The verse in question is from (Psalms 18:29): "For You light my lamp." Israel, in this story, turns to the Holy One, blessed be He, and essentially says: "Master of the Universe, You are the light of the world! Daniel (2:22) tells us that light resides with You. So why are we, of all people, being asked to illuminate before You, as it says in Numbers (8:2): 'Toward the front of the candelabrum the seven lamps shall illuminate'?": It does seem a little backwards, doesn't it?

The Holy One, blessed be He, responds with a profound explanation. "It is not that I need you," He says, "but rather that you shall illuminate for Me the way that I illuminated for you. Why? It is to elevate you before the nations, so they will say: See how Israel illuminates for the One who illuminates for the entire world.” In other words, the act of lighting the lamps isn't about providing light to God, but about elevating the people of Israel and displaying their connection to the Divine.

Bamidbar Rabbah then uses a beautiful parable to illustrate this point. Imagine a sighted man and a blind man walking together. The sighted man guides the blind man along the way. Upon reaching their destination, the sighted man asks the blind man to light a lamp for him. The blind man is understandably confused. He says, "You guided me here. You were my light on the path. Now you ask me to illuminate for you?"

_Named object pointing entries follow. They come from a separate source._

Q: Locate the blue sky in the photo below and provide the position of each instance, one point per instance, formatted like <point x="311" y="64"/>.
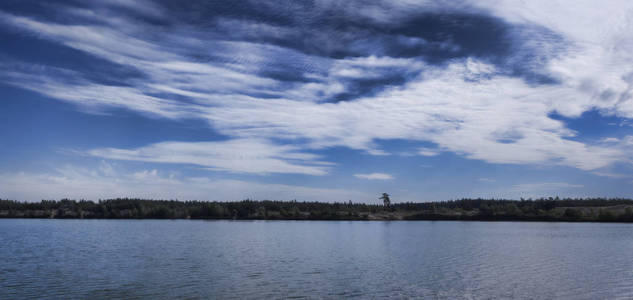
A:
<point x="317" y="101"/>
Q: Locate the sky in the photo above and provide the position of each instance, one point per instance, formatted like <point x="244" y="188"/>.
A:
<point x="316" y="100"/>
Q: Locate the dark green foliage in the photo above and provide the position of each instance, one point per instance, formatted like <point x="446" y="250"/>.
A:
<point x="550" y="209"/>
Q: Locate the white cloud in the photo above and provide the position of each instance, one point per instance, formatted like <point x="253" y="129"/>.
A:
<point x="544" y="186"/>
<point x="483" y="179"/>
<point x="495" y="118"/>
<point x="240" y="155"/>
<point x="428" y="152"/>
<point x="374" y="176"/>
<point x="80" y="183"/>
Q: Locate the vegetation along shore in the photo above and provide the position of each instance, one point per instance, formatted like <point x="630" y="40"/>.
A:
<point x="544" y="209"/>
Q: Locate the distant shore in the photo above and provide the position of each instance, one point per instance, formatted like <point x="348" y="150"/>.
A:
<point x="544" y="209"/>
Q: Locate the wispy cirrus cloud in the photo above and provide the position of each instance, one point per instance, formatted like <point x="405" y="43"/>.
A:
<point x="316" y="86"/>
<point x="374" y="176"/>
<point x="85" y="183"/>
<point x="545" y="186"/>
<point x="239" y="155"/>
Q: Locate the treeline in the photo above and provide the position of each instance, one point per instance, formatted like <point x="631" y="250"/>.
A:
<point x="543" y="209"/>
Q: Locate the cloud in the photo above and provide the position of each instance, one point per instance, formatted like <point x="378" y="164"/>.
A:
<point x="483" y="179"/>
<point x="315" y="86"/>
<point x="544" y="186"/>
<point x="428" y="152"/>
<point x="240" y="155"/>
<point x="80" y="183"/>
<point x="374" y="176"/>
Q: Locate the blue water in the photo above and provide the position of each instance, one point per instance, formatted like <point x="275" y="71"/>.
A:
<point x="277" y="259"/>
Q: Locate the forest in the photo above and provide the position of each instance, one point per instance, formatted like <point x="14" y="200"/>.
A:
<point x="543" y="209"/>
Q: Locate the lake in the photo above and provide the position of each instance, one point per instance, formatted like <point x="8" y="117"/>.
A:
<point x="154" y="259"/>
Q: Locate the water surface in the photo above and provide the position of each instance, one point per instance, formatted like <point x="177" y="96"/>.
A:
<point x="333" y="259"/>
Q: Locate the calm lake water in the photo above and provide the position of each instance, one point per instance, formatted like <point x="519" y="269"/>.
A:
<point x="281" y="259"/>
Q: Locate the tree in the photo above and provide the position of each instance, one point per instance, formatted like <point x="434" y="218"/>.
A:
<point x="385" y="199"/>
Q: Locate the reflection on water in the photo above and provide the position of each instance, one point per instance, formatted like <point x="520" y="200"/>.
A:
<point x="258" y="259"/>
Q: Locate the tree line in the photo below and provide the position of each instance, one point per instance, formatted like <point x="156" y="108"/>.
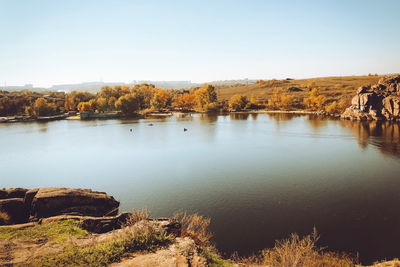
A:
<point x="144" y="98"/>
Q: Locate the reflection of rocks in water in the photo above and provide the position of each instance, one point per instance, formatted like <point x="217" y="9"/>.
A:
<point x="239" y="116"/>
<point x="385" y="135"/>
<point x="254" y="116"/>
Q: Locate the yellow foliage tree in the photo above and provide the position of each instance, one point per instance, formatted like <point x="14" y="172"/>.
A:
<point x="238" y="102"/>
<point x="315" y="101"/>
<point x="42" y="108"/>
<point x="159" y="100"/>
<point x="85" y="106"/>
<point x="286" y="102"/>
<point x="201" y="97"/>
<point x="275" y="101"/>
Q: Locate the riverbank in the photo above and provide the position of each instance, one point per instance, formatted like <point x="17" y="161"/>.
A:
<point x="114" y="115"/>
<point x="75" y="237"/>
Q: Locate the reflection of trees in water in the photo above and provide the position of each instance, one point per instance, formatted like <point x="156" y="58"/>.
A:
<point x="208" y="118"/>
<point x="239" y="116"/>
<point x="281" y="117"/>
<point x="384" y="135"/>
<point x="184" y="117"/>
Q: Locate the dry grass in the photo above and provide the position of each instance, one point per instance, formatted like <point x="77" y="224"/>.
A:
<point x="137" y="216"/>
<point x="142" y="236"/>
<point x="4" y="218"/>
<point x="302" y="252"/>
<point x="194" y="226"/>
<point x="393" y="263"/>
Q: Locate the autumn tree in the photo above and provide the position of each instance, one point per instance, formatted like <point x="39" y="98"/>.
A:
<point x="185" y="102"/>
<point x="201" y="97"/>
<point x="69" y="103"/>
<point x="85" y="107"/>
<point x="159" y="100"/>
<point x="286" y="101"/>
<point x="315" y="101"/>
<point x="42" y="108"/>
<point x="332" y="108"/>
<point x="238" y="102"/>
<point x="145" y="93"/>
<point x="102" y="104"/>
<point x="128" y="104"/>
<point x="74" y="98"/>
<point x="275" y="101"/>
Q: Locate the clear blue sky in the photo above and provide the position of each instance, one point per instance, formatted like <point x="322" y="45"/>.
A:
<point x="52" y="42"/>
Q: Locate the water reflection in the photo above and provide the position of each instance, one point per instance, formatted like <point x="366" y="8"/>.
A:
<point x="384" y="135"/>
<point x="239" y="116"/>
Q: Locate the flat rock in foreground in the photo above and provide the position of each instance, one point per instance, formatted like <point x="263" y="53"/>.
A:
<point x="21" y="205"/>
<point x="49" y="202"/>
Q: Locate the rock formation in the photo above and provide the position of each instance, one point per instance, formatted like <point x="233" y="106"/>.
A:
<point x="380" y="101"/>
<point x="22" y="205"/>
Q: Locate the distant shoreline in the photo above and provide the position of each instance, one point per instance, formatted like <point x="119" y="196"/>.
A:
<point x="103" y="116"/>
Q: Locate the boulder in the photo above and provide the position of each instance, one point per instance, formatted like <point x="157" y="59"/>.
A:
<point x="29" y="195"/>
<point x="14" y="211"/>
<point x="379" y="101"/>
<point x="49" y="202"/>
<point x="13" y="193"/>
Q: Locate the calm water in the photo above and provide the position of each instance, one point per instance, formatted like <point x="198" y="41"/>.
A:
<point x="259" y="177"/>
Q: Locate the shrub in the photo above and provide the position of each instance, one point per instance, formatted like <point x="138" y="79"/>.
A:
<point x="302" y="252"/>
<point x="4" y="218"/>
<point x="238" y="102"/>
<point x="332" y="108"/>
<point x="315" y="101"/>
<point x="194" y="226"/>
<point x="137" y="216"/>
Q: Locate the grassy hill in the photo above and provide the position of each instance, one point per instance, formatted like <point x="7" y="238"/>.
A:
<point x="335" y="88"/>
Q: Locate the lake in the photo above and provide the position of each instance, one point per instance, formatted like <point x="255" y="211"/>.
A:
<point x="259" y="177"/>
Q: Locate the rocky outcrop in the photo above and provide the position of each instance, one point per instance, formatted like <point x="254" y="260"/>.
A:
<point x="49" y="202"/>
<point x="13" y="193"/>
<point x="380" y="101"/>
<point x="23" y="205"/>
<point x="15" y="210"/>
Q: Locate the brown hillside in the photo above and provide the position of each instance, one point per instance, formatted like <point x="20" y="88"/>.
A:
<point x="333" y="87"/>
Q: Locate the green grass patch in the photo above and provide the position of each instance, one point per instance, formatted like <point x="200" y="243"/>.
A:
<point x="104" y="253"/>
<point x="55" y="231"/>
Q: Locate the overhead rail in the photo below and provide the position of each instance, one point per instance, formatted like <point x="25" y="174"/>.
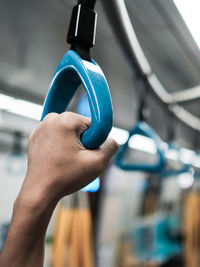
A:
<point x="124" y="31"/>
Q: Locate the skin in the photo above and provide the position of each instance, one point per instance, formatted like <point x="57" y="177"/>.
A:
<point x="58" y="165"/>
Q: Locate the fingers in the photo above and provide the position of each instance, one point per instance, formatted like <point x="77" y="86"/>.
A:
<point x="109" y="148"/>
<point x="97" y="160"/>
<point x="75" y="122"/>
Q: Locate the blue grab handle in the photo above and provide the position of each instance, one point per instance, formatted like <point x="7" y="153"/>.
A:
<point x="142" y="128"/>
<point x="70" y="73"/>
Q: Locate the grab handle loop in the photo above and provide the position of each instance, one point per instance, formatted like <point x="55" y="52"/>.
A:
<point x="70" y="73"/>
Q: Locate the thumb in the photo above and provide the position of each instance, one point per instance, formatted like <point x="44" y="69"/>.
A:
<point x="98" y="159"/>
<point x="109" y="148"/>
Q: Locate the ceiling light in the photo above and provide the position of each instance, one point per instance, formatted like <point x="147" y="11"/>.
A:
<point x="189" y="10"/>
<point x="20" y="107"/>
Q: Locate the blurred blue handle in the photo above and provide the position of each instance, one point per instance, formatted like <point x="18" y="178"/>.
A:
<point x="70" y="73"/>
<point x="142" y="128"/>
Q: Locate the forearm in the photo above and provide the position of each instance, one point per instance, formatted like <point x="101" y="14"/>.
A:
<point x="24" y="245"/>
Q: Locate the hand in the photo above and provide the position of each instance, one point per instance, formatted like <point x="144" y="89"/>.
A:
<point x="58" y="164"/>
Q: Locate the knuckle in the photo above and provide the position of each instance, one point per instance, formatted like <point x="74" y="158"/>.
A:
<point x="102" y="162"/>
<point x="50" y="117"/>
<point x="69" y="120"/>
<point x="31" y="137"/>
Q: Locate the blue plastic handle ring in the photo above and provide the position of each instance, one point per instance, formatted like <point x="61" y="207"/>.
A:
<point x="70" y="73"/>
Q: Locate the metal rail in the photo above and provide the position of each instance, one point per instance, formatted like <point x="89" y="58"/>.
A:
<point x="126" y="36"/>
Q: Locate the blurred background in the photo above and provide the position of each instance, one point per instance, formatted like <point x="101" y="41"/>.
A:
<point x="137" y="217"/>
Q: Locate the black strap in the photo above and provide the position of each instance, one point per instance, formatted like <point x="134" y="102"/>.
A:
<point x="82" y="28"/>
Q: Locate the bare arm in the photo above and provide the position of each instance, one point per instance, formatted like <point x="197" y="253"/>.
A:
<point x="58" y="165"/>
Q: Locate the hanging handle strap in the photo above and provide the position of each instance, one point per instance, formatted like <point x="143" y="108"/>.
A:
<point x="71" y="72"/>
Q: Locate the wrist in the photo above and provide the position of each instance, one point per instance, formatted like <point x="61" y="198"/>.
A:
<point x="35" y="197"/>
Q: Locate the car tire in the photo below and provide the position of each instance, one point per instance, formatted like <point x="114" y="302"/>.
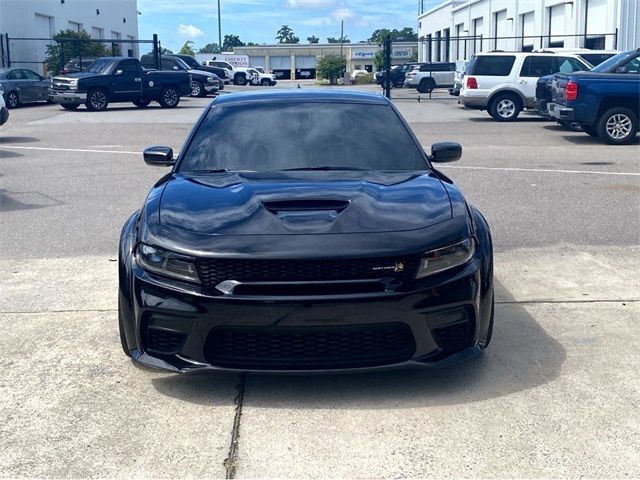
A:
<point x="505" y="107"/>
<point x="169" y="98"/>
<point x="426" y="85"/>
<point x="197" y="89"/>
<point x="123" y="338"/>
<point x="618" y="126"/>
<point x="97" y="100"/>
<point x="12" y="99"/>
<point x="141" y="103"/>
<point x="70" y="106"/>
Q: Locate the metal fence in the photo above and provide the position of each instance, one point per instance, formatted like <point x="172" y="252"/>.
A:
<point x="41" y="54"/>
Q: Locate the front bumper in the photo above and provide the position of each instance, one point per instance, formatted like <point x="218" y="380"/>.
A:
<point x="560" y="112"/>
<point x="67" y="97"/>
<point x="444" y="320"/>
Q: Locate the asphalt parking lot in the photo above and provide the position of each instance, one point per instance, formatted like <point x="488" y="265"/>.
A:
<point x="556" y="395"/>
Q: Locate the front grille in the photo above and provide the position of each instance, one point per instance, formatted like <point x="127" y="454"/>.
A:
<point x="453" y="337"/>
<point x="214" y="271"/>
<point x="309" y="348"/>
<point x="161" y="340"/>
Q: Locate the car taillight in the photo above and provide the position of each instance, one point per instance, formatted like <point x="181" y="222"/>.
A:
<point x="571" y="90"/>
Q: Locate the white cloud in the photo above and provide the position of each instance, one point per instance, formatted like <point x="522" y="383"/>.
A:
<point x="190" y="31"/>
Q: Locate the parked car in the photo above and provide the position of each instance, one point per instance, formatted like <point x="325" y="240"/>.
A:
<point x="317" y="236"/>
<point x="4" y="111"/>
<point x="605" y="102"/>
<point x="397" y="74"/>
<point x="504" y="83"/>
<point x="22" y="85"/>
<point x="259" y="78"/>
<point x="202" y="83"/>
<point x="543" y="86"/>
<point x="76" y="65"/>
<point x="221" y="73"/>
<point x="429" y="76"/>
<point x="119" y="79"/>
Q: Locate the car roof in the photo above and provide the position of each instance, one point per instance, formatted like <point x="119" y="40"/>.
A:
<point x="303" y="95"/>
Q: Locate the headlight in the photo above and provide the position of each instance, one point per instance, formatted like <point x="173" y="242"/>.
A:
<point x="166" y="263"/>
<point x="445" y="258"/>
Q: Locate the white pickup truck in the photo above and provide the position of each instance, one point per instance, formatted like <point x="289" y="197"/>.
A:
<point x="429" y="76"/>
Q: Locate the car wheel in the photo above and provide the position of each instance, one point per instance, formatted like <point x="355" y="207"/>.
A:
<point x="618" y="126"/>
<point x="97" y="100"/>
<point x="590" y="130"/>
<point x="141" y="103"/>
<point x="12" y="100"/>
<point x="169" y="98"/>
<point x="426" y="85"/>
<point x="123" y="338"/>
<point x="505" y="108"/>
<point x="70" y="106"/>
<point x="197" y="90"/>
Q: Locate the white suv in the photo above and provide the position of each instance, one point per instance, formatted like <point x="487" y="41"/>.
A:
<point x="504" y="83"/>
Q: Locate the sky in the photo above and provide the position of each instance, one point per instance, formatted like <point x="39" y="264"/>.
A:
<point x="176" y="21"/>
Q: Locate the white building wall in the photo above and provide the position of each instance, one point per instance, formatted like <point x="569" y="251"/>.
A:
<point x="44" y="18"/>
<point x="578" y="23"/>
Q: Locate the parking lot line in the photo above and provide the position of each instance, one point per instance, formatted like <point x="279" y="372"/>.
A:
<point x="550" y="170"/>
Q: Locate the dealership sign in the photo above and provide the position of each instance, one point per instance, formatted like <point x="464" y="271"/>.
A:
<point x="371" y="52"/>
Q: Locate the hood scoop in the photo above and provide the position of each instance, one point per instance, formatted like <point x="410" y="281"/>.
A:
<point x="306" y="210"/>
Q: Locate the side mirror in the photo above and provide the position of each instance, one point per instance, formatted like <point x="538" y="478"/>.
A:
<point x="158" y="156"/>
<point x="443" y="152"/>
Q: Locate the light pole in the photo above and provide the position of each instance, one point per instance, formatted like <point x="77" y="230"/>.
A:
<point x="219" y="29"/>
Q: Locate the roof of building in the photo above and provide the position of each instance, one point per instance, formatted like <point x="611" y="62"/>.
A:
<point x="328" y="94"/>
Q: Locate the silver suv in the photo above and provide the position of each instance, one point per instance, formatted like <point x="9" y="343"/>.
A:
<point x="504" y="83"/>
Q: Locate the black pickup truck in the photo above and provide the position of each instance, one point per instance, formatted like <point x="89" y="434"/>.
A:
<point x="119" y="79"/>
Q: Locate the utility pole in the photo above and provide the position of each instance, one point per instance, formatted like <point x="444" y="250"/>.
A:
<point x="219" y="29"/>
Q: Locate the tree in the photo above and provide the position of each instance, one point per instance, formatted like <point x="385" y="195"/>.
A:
<point x="330" y="67"/>
<point x="337" y="40"/>
<point x="231" y="41"/>
<point x="210" y="48"/>
<point x="285" y="35"/>
<point x="69" y="49"/>
<point x="187" y="48"/>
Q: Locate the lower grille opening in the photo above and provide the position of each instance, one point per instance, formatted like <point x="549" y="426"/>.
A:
<point x="308" y="348"/>
<point x="308" y="289"/>
<point x="163" y="340"/>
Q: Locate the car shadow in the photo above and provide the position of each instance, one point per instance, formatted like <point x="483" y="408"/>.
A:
<point x="10" y="139"/>
<point x="522" y="356"/>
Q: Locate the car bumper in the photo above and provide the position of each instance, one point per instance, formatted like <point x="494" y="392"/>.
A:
<point x="560" y="112"/>
<point x="442" y="322"/>
<point x="68" y="97"/>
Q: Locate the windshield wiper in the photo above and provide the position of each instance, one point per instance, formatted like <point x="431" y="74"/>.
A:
<point x="322" y="167"/>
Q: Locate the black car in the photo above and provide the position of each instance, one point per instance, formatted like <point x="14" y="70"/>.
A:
<point x="318" y="236"/>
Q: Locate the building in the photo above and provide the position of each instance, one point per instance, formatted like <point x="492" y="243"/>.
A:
<point x="455" y="29"/>
<point x="298" y="61"/>
<point x="41" y="19"/>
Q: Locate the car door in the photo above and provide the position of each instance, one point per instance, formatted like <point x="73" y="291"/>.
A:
<point x="533" y="67"/>
<point x="126" y="81"/>
<point x="38" y="86"/>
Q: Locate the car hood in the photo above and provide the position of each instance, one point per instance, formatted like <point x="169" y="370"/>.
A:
<point x="317" y="202"/>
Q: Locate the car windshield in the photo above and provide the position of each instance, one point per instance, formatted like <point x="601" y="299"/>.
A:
<point x="302" y="135"/>
<point x="100" y="66"/>
<point x="607" y="65"/>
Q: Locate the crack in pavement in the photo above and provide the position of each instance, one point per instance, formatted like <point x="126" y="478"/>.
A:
<point x="231" y="462"/>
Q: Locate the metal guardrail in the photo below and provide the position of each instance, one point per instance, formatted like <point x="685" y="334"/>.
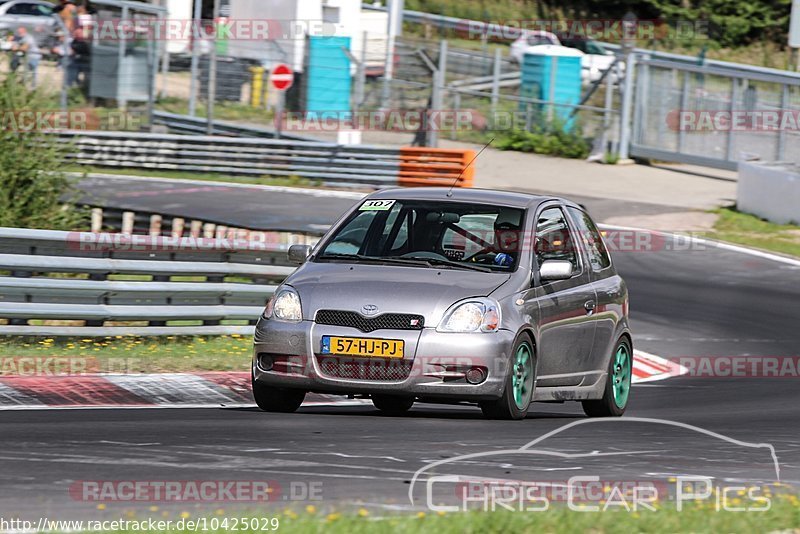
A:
<point x="333" y="164"/>
<point x="56" y="277"/>
<point x="185" y="124"/>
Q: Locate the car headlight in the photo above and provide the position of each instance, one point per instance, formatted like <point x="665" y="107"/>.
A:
<point x="474" y="315"/>
<point x="284" y="306"/>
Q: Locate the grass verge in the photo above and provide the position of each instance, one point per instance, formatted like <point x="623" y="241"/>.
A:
<point x="287" y="181"/>
<point x="749" y="230"/>
<point x="124" y="354"/>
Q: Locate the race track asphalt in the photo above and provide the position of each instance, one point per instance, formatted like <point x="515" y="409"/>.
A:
<point x="684" y="303"/>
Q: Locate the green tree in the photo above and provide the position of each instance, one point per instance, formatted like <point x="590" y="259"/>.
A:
<point x="34" y="192"/>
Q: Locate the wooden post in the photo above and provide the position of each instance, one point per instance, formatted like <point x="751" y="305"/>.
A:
<point x="97" y="220"/>
<point x="127" y="222"/>
<point x="155" y="225"/>
<point x="177" y="227"/>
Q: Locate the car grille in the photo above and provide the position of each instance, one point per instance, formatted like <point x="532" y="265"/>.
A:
<point x="386" y="321"/>
<point x="364" y="368"/>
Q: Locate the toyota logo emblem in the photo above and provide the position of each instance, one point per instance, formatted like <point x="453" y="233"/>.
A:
<point x="369" y="309"/>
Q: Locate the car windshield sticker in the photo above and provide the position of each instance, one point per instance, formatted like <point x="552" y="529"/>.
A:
<point x="376" y="205"/>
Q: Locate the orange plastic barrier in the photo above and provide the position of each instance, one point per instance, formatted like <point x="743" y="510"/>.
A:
<point x="436" y="167"/>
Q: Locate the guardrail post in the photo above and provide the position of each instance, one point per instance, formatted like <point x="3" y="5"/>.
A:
<point x="627" y="106"/>
<point x="439" y="80"/>
<point x="498" y="60"/>
<point x="196" y="229"/>
<point x="155" y="225"/>
<point x="97" y="220"/>
<point x="178" y="225"/>
<point x="127" y="222"/>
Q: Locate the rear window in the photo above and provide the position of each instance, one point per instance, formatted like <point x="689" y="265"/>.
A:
<point x="590" y="235"/>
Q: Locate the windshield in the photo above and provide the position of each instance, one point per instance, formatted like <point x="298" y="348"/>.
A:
<point x="424" y="233"/>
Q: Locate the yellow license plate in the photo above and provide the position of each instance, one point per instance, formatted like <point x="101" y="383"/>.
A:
<point x="360" y="346"/>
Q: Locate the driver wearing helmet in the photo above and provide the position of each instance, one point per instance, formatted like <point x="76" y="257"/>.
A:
<point x="503" y="252"/>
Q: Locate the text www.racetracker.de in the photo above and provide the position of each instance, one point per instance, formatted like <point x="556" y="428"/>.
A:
<point x="150" y="524"/>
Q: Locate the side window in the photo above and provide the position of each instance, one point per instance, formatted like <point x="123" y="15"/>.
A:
<point x="554" y="239"/>
<point x="41" y="10"/>
<point x="19" y="9"/>
<point x="588" y="233"/>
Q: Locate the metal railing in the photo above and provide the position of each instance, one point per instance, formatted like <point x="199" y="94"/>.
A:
<point x="333" y="164"/>
<point x="185" y="124"/>
<point x="80" y="283"/>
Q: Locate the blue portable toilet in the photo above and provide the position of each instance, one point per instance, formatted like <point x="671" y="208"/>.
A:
<point x="552" y="73"/>
<point x="328" y="76"/>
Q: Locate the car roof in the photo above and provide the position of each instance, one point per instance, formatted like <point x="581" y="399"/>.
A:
<point x="462" y="194"/>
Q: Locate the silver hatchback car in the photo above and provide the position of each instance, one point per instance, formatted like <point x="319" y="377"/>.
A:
<point x="489" y="297"/>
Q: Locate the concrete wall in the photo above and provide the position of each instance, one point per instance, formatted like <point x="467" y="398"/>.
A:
<point x="770" y="190"/>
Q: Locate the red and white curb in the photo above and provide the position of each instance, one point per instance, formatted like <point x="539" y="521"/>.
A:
<point x="198" y="390"/>
<point x="650" y="368"/>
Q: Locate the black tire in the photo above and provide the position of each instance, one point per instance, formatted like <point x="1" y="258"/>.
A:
<point x="272" y="399"/>
<point x="392" y="404"/>
<point x="506" y="407"/>
<point x="608" y="406"/>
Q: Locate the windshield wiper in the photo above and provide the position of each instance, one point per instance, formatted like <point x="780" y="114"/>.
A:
<point x="377" y="259"/>
<point x="451" y="263"/>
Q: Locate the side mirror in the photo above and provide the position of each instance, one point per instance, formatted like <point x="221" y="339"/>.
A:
<point x="299" y="253"/>
<point x="552" y="270"/>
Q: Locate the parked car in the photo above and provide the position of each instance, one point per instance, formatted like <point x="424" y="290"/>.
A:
<point x="594" y="58"/>
<point x="490" y="297"/>
<point x="37" y="17"/>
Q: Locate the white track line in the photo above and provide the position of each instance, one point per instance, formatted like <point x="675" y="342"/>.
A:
<point x="713" y="243"/>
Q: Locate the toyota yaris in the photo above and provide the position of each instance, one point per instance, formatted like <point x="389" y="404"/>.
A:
<point x="478" y="296"/>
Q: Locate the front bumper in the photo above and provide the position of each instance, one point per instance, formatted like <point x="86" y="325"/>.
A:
<point x="433" y="366"/>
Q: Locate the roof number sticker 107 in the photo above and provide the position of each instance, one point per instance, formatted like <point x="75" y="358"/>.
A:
<point x="376" y="205"/>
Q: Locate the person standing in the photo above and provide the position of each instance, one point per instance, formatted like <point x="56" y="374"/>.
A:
<point x="24" y="48"/>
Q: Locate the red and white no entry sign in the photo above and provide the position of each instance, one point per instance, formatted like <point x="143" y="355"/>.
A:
<point x="281" y="77"/>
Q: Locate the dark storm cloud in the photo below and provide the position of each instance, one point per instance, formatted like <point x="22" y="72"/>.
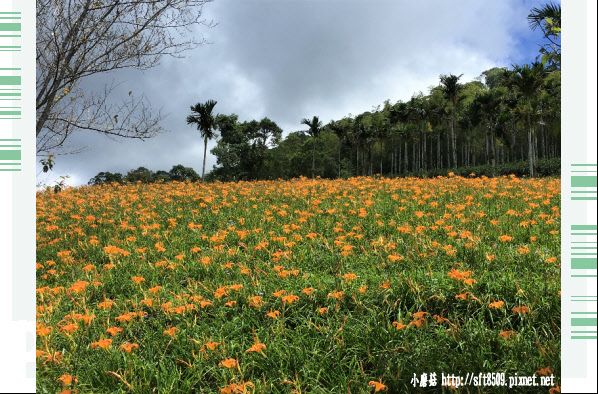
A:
<point x="294" y="59"/>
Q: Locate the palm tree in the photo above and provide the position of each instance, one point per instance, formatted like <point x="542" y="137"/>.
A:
<point x="548" y="19"/>
<point x="528" y="82"/>
<point x="340" y="130"/>
<point x="206" y="121"/>
<point x="451" y="89"/>
<point x="315" y="126"/>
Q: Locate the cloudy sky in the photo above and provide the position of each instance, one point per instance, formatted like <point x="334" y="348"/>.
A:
<point x="293" y="59"/>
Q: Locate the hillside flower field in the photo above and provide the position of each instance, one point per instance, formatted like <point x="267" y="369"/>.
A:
<point x="300" y="286"/>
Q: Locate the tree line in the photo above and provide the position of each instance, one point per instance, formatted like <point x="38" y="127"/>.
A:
<point x="505" y="116"/>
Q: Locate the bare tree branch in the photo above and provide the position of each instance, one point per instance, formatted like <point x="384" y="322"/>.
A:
<point x="80" y="38"/>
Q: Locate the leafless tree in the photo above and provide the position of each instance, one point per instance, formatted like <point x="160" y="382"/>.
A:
<point x="77" y="39"/>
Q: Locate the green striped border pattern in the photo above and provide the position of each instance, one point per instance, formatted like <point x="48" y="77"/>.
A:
<point x="10" y="27"/>
<point x="583" y="324"/>
<point x="10" y="155"/>
<point x="583" y="251"/>
<point x="10" y="94"/>
<point x="583" y="182"/>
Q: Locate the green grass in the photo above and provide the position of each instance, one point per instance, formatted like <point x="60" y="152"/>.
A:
<point x="341" y="350"/>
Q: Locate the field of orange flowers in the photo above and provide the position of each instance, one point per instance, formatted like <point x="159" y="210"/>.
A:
<point x="296" y="286"/>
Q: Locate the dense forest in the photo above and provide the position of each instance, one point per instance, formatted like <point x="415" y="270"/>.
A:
<point x="505" y="121"/>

The sighted man explains, "I ask this so you won't feel indebted to me for my help along the way. By illuminating for me, you become an active participant, not just a receiver."

In this parable, the sighted man represents the Holy One, blessed be He, as it is stated: "They are the eyes of the Lord that rove over the entire earth" (Zechariah 4:10). And the blind man? That's Israel, as it is stated: "We grope a wall like the blind" (Isaiah 59:10). The Holy One, blessed be He, guided them, illuminated their path, as we see in Exodus (13:21): "The Lord was going before them by day [in a pillar of cloud…and by night in a pillar of fire, to illuminate for them]."

So, when the Tabernacle stood, and the Holy One, blessed be He, called upon Moses to light the lamps – "Behaalotekha [Kindle] the lamps" – it was an act of elevation – "le’alot [to elevate] you."

The act of illuminating wasn't about providing light where there was none, but about empowering the people, giving them a role in the divine dance, and displaying their unique relationship with the source of all light. It's a powerful reminder that even when we feel like we have little to offer, our participation, our act of "illuminating," can be a source of profound meaning and connection. What light can we bring to the world, not because it's needed, but because our act of offering elevates us all?